Ich habe mich heute zu Wort gemeldet, um an einen besonderen Mann zu erinnern. Es war Ende 2019, kurz vor Ausbruch der Pandemie. Am Frühstückstisch des großen Hugo Portisch ist sein gewohnter Zeitungsberg gelegen, darunter zwei englischsprachige Blätter - und unsere "Wiener Zeitung". Der damals 92-Jährige hat darauf geschaut und ein erstes Mal vom Gerücht gesprochen, die Wiener Regierungskoalition wolle die weltweit älteste existierende Zeitung einstellen. Und die beiden Freunde am Tisch - die "Kurier"- und ORF-Legende Hugo Portisch und ich, der Herausgeber der immer gefährdeten, kleinen und hochanständigen Wochenzeitung "Die Furche" - wir haben keinen Moment gezögert, um darüber nachzudenken, was wir tun könnten, um diesen gedankenlosen Wahnsinn zu verhindern. Ohne Rücksicht auf unsere eigenen medialen Solidaritäten. Drei Tage später haben wir einen leidenschaftlichen Appell formuliert und unterschrieben, um der mehr als 300 Jahre alten "Wiener Zeitung" als ein Stück Weltkulturerbe ihre politische Existenzbedrohung zu ersparen: Aus tiefer Überzeugung haben wir sie als ein angesehenes "Vorbild für Qualität und Verantwortungsbewusstsein" gewürdigt; auch als "Maßstab im Kampf gegen Trivialisierung und Banalität" - in der Hoffnung, ihr so die Zukunft zu sichern.

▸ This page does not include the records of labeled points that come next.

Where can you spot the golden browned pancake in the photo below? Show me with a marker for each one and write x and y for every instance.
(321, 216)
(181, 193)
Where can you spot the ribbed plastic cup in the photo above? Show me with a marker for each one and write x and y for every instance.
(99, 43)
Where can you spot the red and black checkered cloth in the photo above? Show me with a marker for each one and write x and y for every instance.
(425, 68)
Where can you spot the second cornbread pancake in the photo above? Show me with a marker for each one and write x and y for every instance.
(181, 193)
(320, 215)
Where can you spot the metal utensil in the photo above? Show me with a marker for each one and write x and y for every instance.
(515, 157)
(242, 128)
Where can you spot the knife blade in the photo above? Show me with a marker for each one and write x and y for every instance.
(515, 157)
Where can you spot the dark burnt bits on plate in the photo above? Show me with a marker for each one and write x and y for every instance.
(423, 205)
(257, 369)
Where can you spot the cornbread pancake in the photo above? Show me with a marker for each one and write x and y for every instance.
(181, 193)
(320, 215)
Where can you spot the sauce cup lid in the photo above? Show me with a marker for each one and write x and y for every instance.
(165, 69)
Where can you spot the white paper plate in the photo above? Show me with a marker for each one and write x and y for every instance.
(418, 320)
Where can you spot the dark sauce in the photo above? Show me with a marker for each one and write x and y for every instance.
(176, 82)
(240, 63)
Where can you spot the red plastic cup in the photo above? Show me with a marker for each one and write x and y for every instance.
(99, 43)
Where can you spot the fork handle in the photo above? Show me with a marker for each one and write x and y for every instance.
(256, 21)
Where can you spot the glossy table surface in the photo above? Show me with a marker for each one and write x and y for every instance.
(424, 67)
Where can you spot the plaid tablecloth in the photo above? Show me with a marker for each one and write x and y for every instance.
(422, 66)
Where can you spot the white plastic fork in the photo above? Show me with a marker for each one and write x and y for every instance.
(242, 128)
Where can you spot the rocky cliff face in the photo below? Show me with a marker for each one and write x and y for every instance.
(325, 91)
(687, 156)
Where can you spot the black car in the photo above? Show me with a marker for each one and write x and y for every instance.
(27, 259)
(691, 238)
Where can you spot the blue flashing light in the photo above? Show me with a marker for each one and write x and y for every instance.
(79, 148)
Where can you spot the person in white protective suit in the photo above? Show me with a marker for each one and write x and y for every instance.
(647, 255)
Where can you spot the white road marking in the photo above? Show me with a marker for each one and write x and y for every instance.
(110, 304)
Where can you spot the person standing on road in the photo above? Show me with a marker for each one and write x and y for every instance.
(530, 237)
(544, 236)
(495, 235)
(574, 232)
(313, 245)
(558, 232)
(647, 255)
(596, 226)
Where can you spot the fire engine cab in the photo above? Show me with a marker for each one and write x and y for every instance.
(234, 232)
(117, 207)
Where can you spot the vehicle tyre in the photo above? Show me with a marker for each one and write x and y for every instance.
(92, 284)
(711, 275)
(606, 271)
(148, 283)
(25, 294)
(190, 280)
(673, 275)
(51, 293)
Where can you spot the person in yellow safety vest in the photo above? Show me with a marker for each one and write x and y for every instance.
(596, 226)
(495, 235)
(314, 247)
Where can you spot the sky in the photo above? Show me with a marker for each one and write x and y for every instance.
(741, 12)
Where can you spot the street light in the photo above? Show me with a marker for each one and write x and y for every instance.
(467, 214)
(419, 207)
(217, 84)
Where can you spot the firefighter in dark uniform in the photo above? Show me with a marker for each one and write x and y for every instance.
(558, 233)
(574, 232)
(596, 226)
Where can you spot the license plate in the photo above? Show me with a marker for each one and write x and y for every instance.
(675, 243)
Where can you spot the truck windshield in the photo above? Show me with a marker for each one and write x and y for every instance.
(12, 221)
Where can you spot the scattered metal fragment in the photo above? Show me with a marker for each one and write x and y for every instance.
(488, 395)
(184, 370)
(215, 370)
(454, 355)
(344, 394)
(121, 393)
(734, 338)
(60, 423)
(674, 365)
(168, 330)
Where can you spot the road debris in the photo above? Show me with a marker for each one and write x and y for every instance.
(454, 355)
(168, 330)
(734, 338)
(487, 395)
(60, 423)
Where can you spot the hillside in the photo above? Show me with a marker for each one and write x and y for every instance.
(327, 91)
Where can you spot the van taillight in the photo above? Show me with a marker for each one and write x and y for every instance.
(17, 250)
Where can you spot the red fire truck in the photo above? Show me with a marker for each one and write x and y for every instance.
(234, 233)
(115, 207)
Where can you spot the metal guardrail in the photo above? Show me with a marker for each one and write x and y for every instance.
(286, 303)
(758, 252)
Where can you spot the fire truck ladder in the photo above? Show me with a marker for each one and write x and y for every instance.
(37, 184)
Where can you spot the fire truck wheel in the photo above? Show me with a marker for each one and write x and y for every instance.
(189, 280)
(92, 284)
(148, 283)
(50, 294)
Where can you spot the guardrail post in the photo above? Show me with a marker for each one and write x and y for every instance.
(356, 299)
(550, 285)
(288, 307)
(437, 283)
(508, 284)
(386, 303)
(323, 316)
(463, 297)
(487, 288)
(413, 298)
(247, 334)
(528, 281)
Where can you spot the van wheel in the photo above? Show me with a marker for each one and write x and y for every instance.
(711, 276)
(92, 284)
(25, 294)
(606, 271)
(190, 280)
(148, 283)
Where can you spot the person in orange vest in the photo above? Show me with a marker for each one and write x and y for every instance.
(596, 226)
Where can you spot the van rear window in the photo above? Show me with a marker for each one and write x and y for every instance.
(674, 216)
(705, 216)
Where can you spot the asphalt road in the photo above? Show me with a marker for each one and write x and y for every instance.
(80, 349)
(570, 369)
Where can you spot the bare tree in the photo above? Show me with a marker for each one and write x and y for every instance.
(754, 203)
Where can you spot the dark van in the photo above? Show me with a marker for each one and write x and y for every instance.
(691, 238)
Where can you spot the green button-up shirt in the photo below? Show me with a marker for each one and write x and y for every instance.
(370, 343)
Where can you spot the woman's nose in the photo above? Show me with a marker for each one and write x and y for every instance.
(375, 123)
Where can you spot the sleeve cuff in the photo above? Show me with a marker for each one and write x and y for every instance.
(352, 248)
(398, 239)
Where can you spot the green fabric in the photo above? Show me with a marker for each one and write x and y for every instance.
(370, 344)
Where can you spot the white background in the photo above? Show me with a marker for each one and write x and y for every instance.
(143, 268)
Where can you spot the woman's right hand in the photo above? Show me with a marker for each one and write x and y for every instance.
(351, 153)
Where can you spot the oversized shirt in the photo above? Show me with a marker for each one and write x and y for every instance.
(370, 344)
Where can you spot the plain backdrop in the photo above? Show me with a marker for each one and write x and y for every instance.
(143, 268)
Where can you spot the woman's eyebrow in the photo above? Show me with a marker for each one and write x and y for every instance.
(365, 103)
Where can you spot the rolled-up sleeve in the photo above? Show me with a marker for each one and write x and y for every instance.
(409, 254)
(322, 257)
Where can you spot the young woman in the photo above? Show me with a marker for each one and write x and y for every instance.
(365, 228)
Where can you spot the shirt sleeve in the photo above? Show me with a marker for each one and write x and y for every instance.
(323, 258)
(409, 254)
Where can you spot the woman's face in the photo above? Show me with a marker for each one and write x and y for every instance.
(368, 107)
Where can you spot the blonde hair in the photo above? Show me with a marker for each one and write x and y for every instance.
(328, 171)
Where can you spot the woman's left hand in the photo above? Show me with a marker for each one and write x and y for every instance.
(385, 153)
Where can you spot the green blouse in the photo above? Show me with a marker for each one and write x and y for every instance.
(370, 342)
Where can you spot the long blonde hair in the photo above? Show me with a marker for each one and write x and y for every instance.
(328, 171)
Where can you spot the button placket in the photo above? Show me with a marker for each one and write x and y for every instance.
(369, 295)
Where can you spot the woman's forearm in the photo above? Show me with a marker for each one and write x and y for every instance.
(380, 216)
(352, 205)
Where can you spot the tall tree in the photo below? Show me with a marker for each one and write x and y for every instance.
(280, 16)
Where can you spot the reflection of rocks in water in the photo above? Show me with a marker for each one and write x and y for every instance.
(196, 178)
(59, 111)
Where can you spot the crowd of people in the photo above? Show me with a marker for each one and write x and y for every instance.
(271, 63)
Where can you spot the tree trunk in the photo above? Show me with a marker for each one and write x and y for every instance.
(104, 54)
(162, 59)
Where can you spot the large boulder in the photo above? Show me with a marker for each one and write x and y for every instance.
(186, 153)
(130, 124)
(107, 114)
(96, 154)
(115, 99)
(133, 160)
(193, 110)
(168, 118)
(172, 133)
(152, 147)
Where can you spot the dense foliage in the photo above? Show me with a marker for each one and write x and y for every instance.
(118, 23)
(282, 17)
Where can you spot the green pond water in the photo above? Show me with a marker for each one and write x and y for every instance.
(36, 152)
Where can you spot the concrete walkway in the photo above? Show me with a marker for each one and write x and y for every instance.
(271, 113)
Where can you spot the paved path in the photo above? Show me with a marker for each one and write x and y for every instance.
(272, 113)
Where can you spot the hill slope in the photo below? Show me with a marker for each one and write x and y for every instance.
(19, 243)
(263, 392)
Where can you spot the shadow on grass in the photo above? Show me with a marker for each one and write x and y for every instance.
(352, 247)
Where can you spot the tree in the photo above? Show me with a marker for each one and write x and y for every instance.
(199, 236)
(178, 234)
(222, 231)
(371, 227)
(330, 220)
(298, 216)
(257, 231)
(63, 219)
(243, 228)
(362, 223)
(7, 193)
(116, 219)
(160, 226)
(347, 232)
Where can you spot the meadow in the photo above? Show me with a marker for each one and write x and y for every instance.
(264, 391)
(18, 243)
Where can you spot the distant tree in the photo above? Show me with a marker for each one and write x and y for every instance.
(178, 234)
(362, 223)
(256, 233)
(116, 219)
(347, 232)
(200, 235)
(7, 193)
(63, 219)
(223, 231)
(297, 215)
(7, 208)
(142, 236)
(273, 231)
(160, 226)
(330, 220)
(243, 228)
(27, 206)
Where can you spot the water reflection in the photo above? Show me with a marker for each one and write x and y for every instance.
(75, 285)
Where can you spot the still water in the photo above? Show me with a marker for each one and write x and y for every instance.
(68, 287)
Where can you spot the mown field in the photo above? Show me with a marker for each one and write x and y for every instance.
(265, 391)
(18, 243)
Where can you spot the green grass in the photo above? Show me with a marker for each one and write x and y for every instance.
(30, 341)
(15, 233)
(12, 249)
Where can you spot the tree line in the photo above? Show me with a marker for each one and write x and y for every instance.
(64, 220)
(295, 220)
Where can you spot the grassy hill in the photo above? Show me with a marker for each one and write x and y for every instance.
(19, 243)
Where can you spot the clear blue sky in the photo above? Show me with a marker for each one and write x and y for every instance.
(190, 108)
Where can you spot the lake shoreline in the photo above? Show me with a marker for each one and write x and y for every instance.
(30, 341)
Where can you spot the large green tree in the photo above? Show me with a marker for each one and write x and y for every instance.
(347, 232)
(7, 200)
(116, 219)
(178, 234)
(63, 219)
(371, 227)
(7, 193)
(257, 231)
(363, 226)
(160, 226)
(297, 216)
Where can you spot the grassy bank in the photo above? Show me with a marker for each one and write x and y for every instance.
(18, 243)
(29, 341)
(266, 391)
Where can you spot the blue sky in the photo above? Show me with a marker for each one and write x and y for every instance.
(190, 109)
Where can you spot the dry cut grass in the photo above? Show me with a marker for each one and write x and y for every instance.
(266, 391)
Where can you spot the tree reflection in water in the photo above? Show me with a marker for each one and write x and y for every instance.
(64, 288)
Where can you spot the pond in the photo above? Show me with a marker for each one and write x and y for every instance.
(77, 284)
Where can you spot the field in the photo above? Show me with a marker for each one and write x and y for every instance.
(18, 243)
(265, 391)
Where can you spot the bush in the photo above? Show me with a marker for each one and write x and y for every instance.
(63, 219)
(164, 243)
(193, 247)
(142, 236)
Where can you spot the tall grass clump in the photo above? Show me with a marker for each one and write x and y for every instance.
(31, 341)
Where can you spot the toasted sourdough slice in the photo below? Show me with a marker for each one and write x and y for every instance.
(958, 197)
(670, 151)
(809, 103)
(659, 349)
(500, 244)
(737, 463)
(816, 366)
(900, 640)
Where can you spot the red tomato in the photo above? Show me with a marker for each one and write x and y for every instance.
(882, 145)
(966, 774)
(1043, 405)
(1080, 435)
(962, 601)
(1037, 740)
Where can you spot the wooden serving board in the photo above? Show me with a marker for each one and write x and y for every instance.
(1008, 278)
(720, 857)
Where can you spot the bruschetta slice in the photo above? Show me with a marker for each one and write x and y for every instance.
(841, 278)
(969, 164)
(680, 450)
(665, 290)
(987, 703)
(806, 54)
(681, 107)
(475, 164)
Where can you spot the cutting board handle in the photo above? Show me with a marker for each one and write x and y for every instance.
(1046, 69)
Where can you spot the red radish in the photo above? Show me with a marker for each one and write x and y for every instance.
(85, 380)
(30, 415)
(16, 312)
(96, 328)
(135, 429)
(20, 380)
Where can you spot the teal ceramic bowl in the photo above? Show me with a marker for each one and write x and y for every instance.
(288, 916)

Seit damals hat unser Land eine Bewegung ohne Beispiel erlebt: Aus allen Medien, allen Parteien, allen politischen, kulturellen und wissenschaftlichen Hierarchien ist der bedrohten Zeitung als unverzichtbares Kulturgut ein ungeheures Maß an Solidarität und Engagement zugeflossen - mit der Bitte an die Mächtigen, die vielen besorgten Stimmen ernst zu nehmen. Alle getragen von der Hoffnung, dass gerade jene politisch Verantwortlichen, die sich für Kultur, für Wissen und Gewissen verantwortlich fühlen, jenseits politischer Strategien auf ihr Herz und ihr Hirn zu hören. Wissend, dass jedes Qualitätsmedium, das wir verlieren, ein Todesfall für unser Land ist. Natürlich ist an dem Argument etwas dran, dass es nicht primäre Aufgabe eines Staates ist, eine Zeitung zu erhalten. Es muss aber Alternativen geben, um die Eigentümerschaft zu übernehmen. Und das braucht Dialog statt Gesprächsverweigerung, es braucht ein wenig Verständnis und Geduld - einem großen Vermächtnis zuliebe. Das kann und darf man nicht mit lockerer Zunge und tauben Ohren in den Orkus schicken. Da gibt es eine Verpflichtung. Diese in letzter Stunde zu erkennen, darum bitte ich!

Den vorliegenden Text hat Heinz Nussbaumer bei der Demonstration für den Erhalt der "Wiener Zeitung" verlesen.